Earlier in the week, MGIC Investment Corp. said it believed it was no longer obligated to complete its pending merger with Radian Group Inc., in light of the previously-announced impairment of investments by both Radian and MGIC in Credit-Based Asset Servicing and Securitization (C-BASS):
MGIC Investment Corporation ... announced that it has advised the New York Insurance Department today that it is the preliminary assessment of MGIC's management that MGIC is not obligated to complete its pending merger with Radian Group Inc. in light of the C-BASS impairment announced last week.
Both Radian and MGIC originally announced the merger in February. Both own a stake in C-BASS, so it's interesting to see MGIC citing C-BASS impairments as a reason to potentially call off the merger. Radian, to say the least, doesn't agree with MGIC's suddenly cold feet:
We do not believe the impairments related to C-BASS LLC affect MGIC's obligation to go forward with the merger agreement. We note that both MGIC and Radian own 46% of C-BASS, and both companies announced impairments last week. Radian is not aware of any developments that would impact MGIC's obligation to close the merger.

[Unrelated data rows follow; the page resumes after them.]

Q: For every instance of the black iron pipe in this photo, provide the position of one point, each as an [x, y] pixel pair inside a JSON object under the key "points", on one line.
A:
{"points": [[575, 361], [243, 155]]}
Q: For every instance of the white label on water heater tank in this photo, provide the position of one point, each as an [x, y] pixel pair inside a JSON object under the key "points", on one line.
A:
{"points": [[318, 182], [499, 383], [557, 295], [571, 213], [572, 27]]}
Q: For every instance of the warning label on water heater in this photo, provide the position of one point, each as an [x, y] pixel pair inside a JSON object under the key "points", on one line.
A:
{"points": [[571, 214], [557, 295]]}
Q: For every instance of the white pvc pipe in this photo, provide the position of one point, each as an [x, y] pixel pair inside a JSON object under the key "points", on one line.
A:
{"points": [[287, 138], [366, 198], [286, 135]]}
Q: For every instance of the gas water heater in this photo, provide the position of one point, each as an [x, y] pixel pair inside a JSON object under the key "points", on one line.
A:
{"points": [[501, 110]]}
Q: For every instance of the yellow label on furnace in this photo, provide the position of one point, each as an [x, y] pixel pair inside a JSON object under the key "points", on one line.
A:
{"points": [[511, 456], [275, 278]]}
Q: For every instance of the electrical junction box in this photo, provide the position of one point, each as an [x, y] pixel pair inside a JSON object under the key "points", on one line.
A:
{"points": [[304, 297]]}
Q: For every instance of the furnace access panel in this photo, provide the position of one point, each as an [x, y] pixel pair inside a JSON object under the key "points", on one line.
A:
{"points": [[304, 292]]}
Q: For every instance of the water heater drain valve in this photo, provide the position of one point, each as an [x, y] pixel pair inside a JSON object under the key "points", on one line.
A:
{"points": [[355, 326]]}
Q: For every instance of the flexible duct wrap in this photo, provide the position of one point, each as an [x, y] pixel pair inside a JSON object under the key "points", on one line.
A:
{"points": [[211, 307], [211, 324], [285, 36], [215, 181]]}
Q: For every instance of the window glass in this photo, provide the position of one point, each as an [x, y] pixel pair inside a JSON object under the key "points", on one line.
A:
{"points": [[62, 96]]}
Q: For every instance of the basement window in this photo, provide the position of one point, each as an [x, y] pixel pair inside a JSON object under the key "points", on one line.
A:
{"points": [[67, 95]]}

Fitch weighed in on the matter earlier this morning as well, saying that the pending merger -- or lack of one -- would not be likely to affect either company's rating beyond where they currently stand. In that regard, Radian clearly has more to lose should the deal fall through: Fitch has maintained a negative outlook on the insurer since 2005, reflecting what Fitch characterized as "the challenges faced by the subsidiaries of operating in the niche sector as an 'AA' rated company."